Und immer wieder dieses Gefühl: Mit mir stimmt etwas nicht.
Wie es vorher aussah
Gescheit, aber dreimal die Schule abgebrochen. Studium abgebrochen. Impulsive Entscheidungen. Immer wieder dieses leise Gefühl: Siehst du? Das hast du doch wieder nicht hingekriegt.
Ich habe vieles versucht. Homöopathie. Medikamente. Kinesiologie. Heilarbeit. Traumaarbeit. Hilfreich, ja. Aber leichter? Nicht wirklich.

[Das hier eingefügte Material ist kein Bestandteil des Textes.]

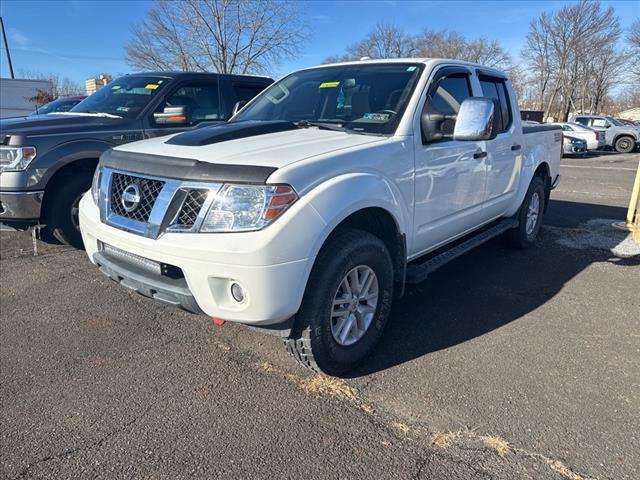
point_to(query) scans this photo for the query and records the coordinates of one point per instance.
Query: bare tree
(447, 44)
(226, 36)
(633, 39)
(390, 41)
(573, 52)
(384, 41)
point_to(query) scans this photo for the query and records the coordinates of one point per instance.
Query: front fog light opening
(238, 292)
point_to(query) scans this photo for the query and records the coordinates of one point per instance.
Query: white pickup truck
(307, 213)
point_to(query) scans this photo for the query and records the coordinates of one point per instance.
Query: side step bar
(418, 272)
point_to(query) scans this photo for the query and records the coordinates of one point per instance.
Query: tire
(60, 216)
(316, 338)
(624, 144)
(525, 234)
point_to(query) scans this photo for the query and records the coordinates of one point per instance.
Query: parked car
(47, 161)
(622, 138)
(307, 213)
(62, 104)
(595, 138)
(573, 146)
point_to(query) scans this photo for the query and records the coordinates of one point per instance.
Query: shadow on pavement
(484, 290)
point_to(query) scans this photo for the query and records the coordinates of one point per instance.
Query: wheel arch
(81, 166)
(544, 171)
(621, 135)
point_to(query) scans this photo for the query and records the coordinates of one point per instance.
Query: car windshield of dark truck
(125, 97)
(366, 98)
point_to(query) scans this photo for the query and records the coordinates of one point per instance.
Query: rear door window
(496, 89)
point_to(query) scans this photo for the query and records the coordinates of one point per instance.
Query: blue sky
(78, 39)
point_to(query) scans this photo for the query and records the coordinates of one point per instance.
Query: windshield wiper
(322, 125)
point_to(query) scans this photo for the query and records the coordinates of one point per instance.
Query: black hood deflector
(183, 168)
(229, 131)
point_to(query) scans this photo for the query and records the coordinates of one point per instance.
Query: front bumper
(267, 264)
(20, 206)
(574, 149)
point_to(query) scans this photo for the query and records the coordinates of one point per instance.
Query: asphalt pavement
(503, 364)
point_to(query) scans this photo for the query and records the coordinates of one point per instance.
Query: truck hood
(56, 124)
(269, 150)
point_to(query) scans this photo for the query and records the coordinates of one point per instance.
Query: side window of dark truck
(497, 89)
(202, 102)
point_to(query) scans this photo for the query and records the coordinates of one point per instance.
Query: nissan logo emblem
(130, 199)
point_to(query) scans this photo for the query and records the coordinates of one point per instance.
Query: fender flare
(344, 195)
(66, 153)
(529, 167)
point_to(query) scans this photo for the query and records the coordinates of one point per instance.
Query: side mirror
(476, 120)
(238, 106)
(172, 116)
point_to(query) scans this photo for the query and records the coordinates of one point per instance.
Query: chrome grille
(149, 191)
(191, 207)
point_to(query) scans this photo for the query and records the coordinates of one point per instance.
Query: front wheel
(529, 216)
(346, 304)
(62, 207)
(624, 145)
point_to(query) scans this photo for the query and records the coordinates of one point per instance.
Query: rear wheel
(346, 303)
(624, 145)
(62, 208)
(529, 216)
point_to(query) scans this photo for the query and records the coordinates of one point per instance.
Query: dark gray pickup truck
(47, 162)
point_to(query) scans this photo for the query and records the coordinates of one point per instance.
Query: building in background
(91, 85)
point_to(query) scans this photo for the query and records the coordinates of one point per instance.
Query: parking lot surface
(503, 364)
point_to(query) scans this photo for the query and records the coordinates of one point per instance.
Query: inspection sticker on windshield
(329, 84)
(377, 117)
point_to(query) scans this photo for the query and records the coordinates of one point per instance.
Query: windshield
(366, 98)
(59, 105)
(125, 97)
(580, 128)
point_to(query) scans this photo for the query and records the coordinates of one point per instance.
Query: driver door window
(202, 102)
(446, 100)
(600, 122)
(449, 182)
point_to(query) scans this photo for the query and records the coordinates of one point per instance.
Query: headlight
(95, 186)
(242, 208)
(16, 158)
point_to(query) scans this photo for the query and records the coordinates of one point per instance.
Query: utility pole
(6, 48)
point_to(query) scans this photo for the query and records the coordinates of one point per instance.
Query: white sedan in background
(594, 138)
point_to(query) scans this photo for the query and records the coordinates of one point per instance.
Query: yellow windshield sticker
(329, 84)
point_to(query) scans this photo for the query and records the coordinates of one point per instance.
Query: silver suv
(622, 138)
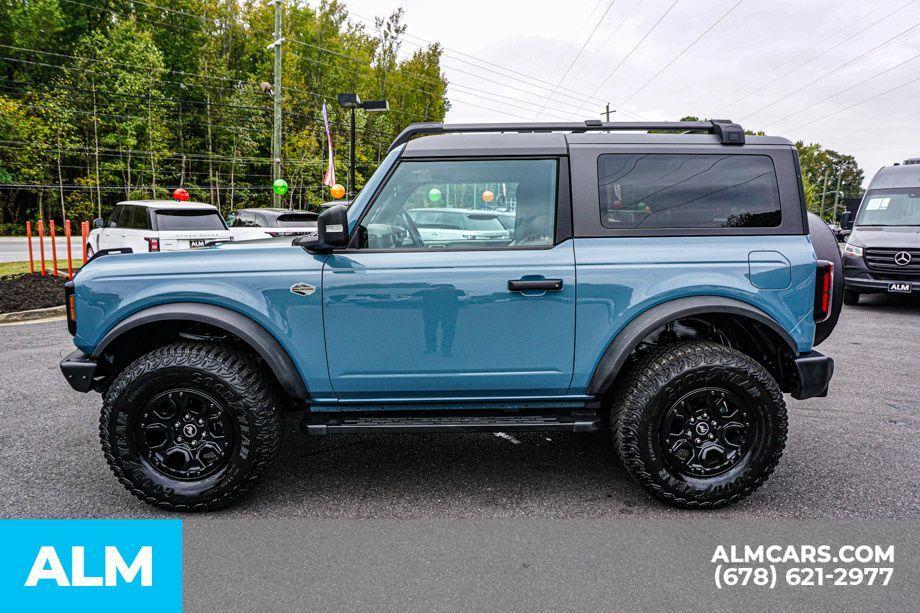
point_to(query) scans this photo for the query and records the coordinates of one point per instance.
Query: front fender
(247, 330)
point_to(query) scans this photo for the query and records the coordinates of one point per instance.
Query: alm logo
(48, 567)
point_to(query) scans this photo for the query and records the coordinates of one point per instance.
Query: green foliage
(113, 100)
(819, 163)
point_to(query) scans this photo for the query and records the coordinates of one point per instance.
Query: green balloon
(280, 187)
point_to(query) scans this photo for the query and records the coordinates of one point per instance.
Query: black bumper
(814, 372)
(867, 286)
(80, 371)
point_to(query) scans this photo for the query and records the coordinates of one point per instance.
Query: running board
(338, 423)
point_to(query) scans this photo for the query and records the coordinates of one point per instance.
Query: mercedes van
(882, 254)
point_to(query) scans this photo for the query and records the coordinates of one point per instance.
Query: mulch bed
(28, 291)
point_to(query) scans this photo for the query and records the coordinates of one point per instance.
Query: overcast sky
(737, 70)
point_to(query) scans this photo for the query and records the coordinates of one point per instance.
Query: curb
(17, 316)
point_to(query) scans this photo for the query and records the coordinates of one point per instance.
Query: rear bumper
(80, 371)
(814, 371)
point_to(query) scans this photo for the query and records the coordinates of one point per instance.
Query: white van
(158, 225)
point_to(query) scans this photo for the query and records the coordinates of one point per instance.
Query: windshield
(890, 207)
(172, 221)
(296, 219)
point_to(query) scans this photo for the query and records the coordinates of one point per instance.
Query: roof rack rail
(728, 132)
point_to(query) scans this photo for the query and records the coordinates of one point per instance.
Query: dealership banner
(693, 563)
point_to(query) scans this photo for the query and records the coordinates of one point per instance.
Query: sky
(802, 69)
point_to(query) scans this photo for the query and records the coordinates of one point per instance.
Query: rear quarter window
(675, 191)
(171, 221)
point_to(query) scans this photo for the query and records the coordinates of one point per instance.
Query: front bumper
(867, 286)
(80, 371)
(814, 371)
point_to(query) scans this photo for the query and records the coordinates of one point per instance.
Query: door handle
(546, 285)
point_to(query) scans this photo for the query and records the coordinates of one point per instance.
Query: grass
(16, 268)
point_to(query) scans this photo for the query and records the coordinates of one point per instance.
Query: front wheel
(701, 426)
(190, 426)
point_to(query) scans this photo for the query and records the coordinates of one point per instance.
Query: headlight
(852, 250)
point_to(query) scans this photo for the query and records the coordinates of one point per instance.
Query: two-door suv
(664, 287)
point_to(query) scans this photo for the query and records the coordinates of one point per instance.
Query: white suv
(158, 225)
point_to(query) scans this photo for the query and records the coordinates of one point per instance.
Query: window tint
(455, 205)
(135, 218)
(687, 191)
(174, 220)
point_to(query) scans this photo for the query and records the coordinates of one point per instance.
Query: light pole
(351, 102)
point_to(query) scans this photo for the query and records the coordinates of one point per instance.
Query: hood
(895, 237)
(269, 255)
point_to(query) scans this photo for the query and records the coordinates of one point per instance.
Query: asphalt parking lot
(852, 455)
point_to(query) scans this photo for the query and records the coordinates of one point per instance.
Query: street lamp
(353, 101)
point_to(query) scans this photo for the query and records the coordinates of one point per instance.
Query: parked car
(251, 224)
(882, 253)
(442, 227)
(665, 288)
(158, 225)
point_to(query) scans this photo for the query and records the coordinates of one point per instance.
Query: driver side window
(464, 204)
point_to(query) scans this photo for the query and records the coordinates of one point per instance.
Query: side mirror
(845, 220)
(331, 231)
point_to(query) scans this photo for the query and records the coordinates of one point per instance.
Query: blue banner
(102, 565)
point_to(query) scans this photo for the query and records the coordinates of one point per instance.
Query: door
(471, 319)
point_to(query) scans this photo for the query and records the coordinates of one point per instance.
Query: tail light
(824, 291)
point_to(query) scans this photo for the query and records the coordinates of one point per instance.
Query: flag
(329, 175)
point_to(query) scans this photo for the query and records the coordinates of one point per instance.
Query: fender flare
(250, 332)
(644, 323)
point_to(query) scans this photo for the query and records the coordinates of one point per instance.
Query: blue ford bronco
(661, 283)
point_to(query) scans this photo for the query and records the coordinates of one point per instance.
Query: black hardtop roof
(519, 138)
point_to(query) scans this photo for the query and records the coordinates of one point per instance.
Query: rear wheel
(190, 426)
(701, 425)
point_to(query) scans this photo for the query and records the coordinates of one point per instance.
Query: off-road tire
(664, 376)
(232, 377)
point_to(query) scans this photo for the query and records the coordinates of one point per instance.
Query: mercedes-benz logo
(902, 258)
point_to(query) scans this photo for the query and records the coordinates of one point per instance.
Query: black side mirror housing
(331, 232)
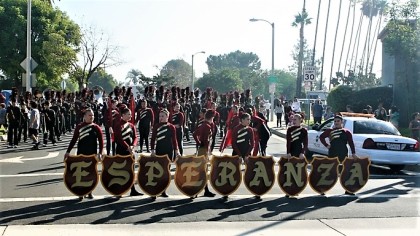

Bis sich zwei Dinge zusammenfügten
Das eine: Das Verständnis, wie wir als Menschen unser Erleben erschaffen — von Moment zu Moment, über Gedanken und Gefühle. Wir mit ADHS (wahrscheinlich AuDHS bei mir) bekommen davon einfach etwas mehr ab. Mehr Reize, mehr Gedanken, mehr Gefühle, alles laut, alles auf einmal.
Phuuu. Was für eine Erleichterung, das zu verstehen.
Das andere: Gute, passende Systeme. Die sich mit dem Leben verändern dürfen.
Nicht perfektionistische, starre Strukturen — sondern lebendige Werkzeuge, die mit mir mitgehen.
Was sich seither verändert hat
Neben meiner transformativen Arbeit habe ich immer in Schulen und Institutionen gearbeitet — rund um herausforderndes Verhalten und Neurodivergenz. Im letzten Jahr kamen so viele Fragen, dass mir klar wurde:
Diesen Teil mache ich jetzt offiziell.
ADHS-Coaching und -Beratung für Erwachsene. Vor allem für Frauen, die sich in meiner Geschichte wiedererkennen.
Eine kleine Botschaft an dich
Wenn du das hier liest und denkst: Vielleicht bin ich auch so —
Du bist nicht gebrochen.
Nicht doof. Nicht unfähig.
Du bist vielleicht nur anders gebaut. Und das ist gut so. Ehrlich.